Re: [PATCH 2/3] riscv: Remove non-standard linux,elfcorehdr handling

From: Nick Kossifidis
Date: Tue Jun 15 2021 - 14:40:56 EST


Στις 2021-06-15 21:17, Geert Uytterhoeven έγραψε:
RISC-V uses platform-specific code to locate the elf core header in
memory. However, this does not conform to the standard
"linux,elfcorehdr" DT bindings, as it relies on a reserved memory node
with the "linux,elfcorehdr" compatible value, instead of on a
"linux,elfcorehdr" property under the "/chosen" node.

The non-compliant code can just be removed, as the standard behavior is
already implemented by platform-agnostic handling in the FDT core code.

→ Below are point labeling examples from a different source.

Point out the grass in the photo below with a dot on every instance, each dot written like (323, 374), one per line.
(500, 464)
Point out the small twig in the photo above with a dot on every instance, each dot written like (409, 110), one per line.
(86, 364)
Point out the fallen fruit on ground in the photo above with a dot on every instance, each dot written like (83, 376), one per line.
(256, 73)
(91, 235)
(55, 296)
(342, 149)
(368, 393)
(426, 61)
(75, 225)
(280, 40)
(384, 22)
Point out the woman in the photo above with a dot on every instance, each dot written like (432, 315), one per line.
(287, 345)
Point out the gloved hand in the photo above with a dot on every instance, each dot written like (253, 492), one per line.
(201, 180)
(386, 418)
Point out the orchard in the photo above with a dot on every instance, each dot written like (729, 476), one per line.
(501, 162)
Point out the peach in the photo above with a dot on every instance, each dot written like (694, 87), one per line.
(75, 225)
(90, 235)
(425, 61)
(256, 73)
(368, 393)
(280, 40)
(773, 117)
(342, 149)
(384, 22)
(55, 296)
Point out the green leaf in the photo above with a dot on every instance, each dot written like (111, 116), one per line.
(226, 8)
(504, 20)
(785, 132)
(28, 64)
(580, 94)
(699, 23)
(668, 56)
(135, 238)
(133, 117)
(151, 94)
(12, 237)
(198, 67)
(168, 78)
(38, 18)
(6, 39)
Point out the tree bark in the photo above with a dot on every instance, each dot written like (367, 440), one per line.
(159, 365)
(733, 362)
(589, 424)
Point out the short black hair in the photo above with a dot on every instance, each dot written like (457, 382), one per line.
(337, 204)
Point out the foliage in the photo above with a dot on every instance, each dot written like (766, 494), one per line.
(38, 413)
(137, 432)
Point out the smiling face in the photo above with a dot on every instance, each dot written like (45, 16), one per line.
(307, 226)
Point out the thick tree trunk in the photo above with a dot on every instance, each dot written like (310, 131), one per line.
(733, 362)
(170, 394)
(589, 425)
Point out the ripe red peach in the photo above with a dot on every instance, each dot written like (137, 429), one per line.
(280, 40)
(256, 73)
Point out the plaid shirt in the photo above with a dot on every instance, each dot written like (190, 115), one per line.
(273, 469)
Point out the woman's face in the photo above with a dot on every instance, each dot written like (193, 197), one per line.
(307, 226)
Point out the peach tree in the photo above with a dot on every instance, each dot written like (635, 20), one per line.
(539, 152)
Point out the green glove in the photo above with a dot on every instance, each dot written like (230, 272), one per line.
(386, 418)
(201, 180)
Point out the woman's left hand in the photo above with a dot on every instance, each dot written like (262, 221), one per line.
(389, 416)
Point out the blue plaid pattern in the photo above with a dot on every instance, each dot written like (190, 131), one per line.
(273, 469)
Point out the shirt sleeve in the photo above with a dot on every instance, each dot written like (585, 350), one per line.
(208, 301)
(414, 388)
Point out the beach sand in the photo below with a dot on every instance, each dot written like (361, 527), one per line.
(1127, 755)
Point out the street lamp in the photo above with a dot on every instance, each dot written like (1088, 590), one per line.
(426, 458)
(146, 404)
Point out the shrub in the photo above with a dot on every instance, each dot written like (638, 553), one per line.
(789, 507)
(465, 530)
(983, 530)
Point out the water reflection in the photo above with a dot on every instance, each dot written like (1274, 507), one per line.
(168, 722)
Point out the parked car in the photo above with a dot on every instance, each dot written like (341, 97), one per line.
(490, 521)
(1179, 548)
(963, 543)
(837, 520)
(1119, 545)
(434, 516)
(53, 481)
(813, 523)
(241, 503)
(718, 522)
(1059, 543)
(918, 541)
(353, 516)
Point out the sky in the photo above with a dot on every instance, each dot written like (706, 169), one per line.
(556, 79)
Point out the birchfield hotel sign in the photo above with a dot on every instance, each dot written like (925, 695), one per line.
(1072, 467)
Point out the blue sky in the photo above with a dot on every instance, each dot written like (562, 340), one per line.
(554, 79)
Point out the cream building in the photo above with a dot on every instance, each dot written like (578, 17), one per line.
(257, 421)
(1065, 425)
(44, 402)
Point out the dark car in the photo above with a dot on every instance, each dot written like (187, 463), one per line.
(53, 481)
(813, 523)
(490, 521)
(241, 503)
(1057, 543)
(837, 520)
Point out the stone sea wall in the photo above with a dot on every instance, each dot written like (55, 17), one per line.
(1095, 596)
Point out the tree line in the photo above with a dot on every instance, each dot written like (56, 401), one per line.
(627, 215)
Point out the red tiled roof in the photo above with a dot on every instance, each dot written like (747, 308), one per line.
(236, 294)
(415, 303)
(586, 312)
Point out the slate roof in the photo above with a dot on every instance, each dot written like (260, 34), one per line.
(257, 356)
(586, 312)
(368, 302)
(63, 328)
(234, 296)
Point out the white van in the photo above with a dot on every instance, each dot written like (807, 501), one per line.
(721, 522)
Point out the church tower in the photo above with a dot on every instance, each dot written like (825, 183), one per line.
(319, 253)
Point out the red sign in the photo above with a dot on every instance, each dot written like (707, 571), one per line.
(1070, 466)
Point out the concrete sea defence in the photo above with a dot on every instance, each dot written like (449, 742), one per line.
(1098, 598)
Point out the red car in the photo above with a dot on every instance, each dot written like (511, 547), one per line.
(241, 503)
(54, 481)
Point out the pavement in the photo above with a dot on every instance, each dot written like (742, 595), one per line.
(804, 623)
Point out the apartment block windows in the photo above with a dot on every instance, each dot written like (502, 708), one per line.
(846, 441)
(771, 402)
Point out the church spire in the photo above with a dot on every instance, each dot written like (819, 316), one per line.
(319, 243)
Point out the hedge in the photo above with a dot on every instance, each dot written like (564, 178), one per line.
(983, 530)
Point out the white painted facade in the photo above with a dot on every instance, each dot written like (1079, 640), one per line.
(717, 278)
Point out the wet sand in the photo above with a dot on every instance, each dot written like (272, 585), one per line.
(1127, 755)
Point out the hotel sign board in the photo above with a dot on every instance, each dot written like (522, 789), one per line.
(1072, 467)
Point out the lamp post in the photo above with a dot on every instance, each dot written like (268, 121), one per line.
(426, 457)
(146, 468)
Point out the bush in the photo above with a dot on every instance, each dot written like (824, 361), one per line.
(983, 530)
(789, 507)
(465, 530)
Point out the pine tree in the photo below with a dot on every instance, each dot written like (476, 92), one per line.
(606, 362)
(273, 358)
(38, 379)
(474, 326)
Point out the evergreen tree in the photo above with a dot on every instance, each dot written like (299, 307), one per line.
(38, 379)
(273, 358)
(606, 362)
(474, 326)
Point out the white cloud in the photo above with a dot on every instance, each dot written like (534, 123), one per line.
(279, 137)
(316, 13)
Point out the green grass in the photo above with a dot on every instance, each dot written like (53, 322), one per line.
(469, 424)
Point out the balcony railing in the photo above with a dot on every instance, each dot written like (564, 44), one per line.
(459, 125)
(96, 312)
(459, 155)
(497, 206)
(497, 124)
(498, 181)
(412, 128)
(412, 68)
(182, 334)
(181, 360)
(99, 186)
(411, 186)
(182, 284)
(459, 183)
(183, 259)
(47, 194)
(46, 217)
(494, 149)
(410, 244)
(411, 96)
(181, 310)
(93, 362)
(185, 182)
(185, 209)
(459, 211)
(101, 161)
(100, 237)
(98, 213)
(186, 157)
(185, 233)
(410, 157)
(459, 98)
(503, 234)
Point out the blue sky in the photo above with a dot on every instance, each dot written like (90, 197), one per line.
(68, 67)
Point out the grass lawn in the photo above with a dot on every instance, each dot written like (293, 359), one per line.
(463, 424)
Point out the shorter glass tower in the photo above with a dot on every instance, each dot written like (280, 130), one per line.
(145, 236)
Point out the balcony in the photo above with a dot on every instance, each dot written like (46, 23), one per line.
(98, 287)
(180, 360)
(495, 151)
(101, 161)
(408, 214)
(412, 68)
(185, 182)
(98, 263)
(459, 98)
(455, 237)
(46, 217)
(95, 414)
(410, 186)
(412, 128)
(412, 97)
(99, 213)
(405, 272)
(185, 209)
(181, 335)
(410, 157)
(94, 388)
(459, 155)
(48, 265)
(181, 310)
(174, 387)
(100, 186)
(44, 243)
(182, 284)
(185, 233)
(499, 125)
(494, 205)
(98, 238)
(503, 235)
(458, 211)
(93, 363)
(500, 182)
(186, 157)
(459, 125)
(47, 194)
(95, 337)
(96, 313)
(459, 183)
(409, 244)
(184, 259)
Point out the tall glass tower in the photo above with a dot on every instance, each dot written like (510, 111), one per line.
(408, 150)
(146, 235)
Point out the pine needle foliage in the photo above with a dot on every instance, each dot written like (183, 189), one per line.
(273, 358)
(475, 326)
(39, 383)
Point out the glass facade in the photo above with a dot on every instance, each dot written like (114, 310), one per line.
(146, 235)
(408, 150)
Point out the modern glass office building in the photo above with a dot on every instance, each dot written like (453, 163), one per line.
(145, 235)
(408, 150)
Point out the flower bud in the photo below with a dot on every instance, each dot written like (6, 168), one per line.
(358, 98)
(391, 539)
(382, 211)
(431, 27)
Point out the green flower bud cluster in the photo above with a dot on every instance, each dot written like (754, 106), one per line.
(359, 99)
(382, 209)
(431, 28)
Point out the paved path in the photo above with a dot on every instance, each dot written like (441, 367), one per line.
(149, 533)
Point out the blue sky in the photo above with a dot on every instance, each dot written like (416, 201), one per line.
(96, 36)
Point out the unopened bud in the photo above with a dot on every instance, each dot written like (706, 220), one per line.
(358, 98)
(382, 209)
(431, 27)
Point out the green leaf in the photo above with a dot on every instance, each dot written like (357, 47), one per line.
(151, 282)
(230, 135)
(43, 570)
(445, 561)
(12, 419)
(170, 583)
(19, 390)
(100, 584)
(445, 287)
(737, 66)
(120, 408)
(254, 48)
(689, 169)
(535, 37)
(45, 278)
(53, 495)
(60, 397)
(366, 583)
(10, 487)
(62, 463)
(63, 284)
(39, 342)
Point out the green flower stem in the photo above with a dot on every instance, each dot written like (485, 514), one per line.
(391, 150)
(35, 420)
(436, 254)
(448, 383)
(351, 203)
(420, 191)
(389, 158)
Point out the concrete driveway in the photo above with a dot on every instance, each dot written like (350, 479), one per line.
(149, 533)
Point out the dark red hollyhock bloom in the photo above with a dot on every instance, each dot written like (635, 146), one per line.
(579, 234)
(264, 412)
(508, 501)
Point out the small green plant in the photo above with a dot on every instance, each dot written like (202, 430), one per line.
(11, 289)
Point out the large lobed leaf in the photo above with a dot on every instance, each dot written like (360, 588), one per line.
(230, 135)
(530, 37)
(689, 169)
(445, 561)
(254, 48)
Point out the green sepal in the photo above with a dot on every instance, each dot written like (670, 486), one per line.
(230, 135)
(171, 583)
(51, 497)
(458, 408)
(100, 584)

Fixes: 5640975003d0234d ("RISC-V: Add crash kernel support")
Signed-off-by: Geert Uytterhoeven <geert+renesas@xxxxxxxxx>

NACK

There is nothing standard about "linux,elfcorehdr", it's an arm64-specific property on /chosen and it's suboptimal, it gets the addr/length of ELF core of the previous kernel through that property and then goes on to reserve that region at:
https://elixir.bootlin.com/linux/v5.13-rc6/source/arch/arm64/mm/init.c#L155

Why on earth is this cleaner than just defining a reserved-region in the first place (a standard binding) with and hook up a callback with RESERVEDMEM_OF_DECLARE for it to also initialize elfcorehdr_addr/size ? If you don't like the compatible string I'm ok to change it, but this patch breaks kdump on riscv since that region won't be reserved any more and kernel will corrupt it.